Davide Onida, percezione visiva e Gestalt

Percezione visiva e Gestalt

Per comprendere davvero come funziona un logo, e più in generale qualsiasi progetto di graphic design, è necessario capire prima come funziona la percezione visiva. Il nostro cervello non legge le immagini in modo oggettivo, ma tende a organizzare ciò che vede secondo schemi ricorrenti, cercando ordine, semplicità e coerenza.

Le regole della Gestalt descrivono proprio questi meccanismi: sono principi che spiegano come le forme vengono raggruppate, interpretate e rese significative nella nostra mente. Non si tratta di regole estetiche o di stile, ma di leggi percettive che influenzano il modo in cui un messaggio visivo viene compreso, ricordato e interpretato.

Conoscerle è fondamentale per chi progetta identità visive, perché permette di controllare la lettura di un segno, ridurre la complessità e aumentare l’efficacia della comunicazione.
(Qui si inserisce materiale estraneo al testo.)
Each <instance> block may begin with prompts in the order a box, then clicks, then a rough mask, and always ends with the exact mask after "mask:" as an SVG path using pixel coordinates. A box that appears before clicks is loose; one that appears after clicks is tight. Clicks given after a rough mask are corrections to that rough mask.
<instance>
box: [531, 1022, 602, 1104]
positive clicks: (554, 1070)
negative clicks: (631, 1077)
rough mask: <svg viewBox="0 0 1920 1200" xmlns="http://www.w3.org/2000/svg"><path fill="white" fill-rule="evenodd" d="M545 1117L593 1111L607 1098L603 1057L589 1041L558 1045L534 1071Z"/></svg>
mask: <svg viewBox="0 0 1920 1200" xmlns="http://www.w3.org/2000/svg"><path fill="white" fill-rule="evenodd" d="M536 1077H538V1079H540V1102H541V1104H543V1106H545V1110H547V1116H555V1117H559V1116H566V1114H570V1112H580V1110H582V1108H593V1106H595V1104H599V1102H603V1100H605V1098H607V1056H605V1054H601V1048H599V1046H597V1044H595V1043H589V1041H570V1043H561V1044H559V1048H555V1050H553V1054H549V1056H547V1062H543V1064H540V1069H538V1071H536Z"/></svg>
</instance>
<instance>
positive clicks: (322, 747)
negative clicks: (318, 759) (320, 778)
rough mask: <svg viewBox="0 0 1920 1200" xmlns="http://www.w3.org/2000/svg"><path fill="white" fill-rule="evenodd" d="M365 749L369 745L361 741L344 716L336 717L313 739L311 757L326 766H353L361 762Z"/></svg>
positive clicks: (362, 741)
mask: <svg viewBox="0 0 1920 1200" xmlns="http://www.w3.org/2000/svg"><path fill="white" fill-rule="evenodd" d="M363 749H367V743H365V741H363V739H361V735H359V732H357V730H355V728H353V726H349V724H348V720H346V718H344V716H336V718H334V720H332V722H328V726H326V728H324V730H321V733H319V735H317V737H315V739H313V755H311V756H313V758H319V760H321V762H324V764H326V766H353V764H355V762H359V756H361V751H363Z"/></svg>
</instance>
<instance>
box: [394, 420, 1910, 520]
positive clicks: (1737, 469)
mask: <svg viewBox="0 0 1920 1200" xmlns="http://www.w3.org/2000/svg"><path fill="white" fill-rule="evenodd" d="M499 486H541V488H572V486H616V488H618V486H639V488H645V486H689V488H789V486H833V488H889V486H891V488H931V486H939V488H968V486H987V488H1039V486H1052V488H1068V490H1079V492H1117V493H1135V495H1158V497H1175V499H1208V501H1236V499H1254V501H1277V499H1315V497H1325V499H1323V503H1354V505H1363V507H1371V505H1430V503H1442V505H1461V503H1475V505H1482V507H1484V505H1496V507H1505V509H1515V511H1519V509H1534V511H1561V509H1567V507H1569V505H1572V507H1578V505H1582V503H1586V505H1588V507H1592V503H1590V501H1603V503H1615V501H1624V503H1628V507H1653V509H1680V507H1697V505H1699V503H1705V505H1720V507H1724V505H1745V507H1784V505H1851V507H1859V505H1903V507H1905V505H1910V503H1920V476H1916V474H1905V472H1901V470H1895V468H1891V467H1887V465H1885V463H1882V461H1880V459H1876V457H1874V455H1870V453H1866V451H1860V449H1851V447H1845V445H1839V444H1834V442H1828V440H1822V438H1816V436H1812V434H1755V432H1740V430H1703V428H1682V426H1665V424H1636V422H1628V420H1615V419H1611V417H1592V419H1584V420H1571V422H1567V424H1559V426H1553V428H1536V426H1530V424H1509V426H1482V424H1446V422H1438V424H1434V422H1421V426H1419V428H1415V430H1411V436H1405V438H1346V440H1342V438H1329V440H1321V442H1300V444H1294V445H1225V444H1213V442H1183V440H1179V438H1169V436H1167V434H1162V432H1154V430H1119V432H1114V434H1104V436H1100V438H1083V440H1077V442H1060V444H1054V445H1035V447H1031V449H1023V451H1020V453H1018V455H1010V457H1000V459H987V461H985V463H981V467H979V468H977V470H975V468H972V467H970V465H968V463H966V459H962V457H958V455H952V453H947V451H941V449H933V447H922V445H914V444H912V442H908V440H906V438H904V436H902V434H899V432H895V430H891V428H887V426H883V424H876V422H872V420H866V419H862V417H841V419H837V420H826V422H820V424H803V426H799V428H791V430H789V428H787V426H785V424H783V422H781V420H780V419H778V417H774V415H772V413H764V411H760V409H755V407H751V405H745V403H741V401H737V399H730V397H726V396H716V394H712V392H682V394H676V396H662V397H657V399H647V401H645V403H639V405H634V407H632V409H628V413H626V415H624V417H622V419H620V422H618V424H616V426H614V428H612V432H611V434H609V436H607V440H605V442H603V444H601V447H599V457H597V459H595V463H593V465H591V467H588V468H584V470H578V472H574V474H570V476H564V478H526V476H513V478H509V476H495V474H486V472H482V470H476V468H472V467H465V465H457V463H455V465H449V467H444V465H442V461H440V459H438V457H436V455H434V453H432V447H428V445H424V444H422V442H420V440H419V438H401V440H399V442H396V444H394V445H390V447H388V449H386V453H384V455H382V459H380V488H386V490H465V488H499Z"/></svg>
Al di là degli strumenti utilizzati, le regole della Gestalt rappresentano una base solida e sempre attuale su cui costruire qualsiasi progetto grafico consapevole.

Per realizzare un buon logo è necessario ridurre al minimo il carico cognitivo di chi lo osserva, eliminando il superfluo e lasciando solo ciò che è indispensabile per la comprensione del segno grafico. Questi principi aiutano proprio in questo processo: raggiungere la sintesi assoluta è l’obiettivo principale di un graphic designer quando progetta un logo.

Vediamo ora le principali regole, cercando di riassumere questi principi attraverso pochi esempi semplici e immediati.

Vicinanza (Prossimità)
Gli elementi vicini tra loro vengono percepiti come parte di un unico gruppo. In presenza di molti stimoli, la mente tende naturalmente a creare ordine attraverso l’aggregazione spaziale.

Somiglianza
Elementi simili per forma, colore, dimensione o stile vengono automaticamente associati. Un elemento che rompe questa continuità viene percepito come diverso e attira immediatamente l’attenzione.

Chiusura
La mente tende a completare forme incomplete per percepirle come figure riconoscibili e più semplici. Questo processo permette di sintetizzare lo spazio e ridurre la complessità visiva.

Continuità (o buona continuazione)
Linee e forme vengono percepite come continue anche quando sono interrotte o sovrapposte. La percezione segue il percorso più fluido possibile, cercando una logica che semplifichi la lettura visiva.

Figura–sfondo
Il cervello distingue spontaneamente un elemento principale (figura) da ciò che lo circonda (sfondo). In presenza di figure bivalenti, l’interpretazione può alternarsi, generando un continuo cambio di lettura.

Pregnanza (o buona forma)
Tendiamo a percepire le forme nel modo più semplice, stabile e ordinato possibile. Elementi complessi vengono inconsciamente riorganizzati per ottenere configurazioni più leggibili e armoniche.

Destino comune
Gli elementi che si muovono o si orientano nella stessa direzione vengono percepiti come appartenenti allo stesso insieme o come parti di un’unica struttura.

Simmetria
Le forme simmetriche vengono percepite come più stabili, coerenti e rassicuranti. Quando la simmetria viene alterata, si genera tensione visiva, perché la mente cerca istintivamente di ristabilire l’equilibrio.

Esperienza (o esperienza passata)

La percezione è influenzata dall’esperienza e dal background culturale dell’osservatore. La mente interpreta forme e simboli in base a ciò che conosce e ha già visto.

Le regole della Gestalt non sono formule rigide da applicare meccanicamente, ma strumenti di consapevolezza che aiutano il designer a progettare in modo più efficace. Comprendere come funziona la percezione visiva significa ridurre il rumore, semplificare la lettura e guidare l’attenzione di chi osserva.

Davide Onida, percezione visiva e Gestalt

Nel logo design, dove ogni segno deve avere un senso e una funzione, questi principi diventano fondamentali per raggiungere la sintesi. Eliminare il superfluo, ridurre il carico cognitivo e lasciare spazio solo a ciò che è davvero necessario permette al segno di essere chiaro, memorabile e duraturo. È in questo equilibrio tra percezione e progetto che nasce un logo che funziona davvero.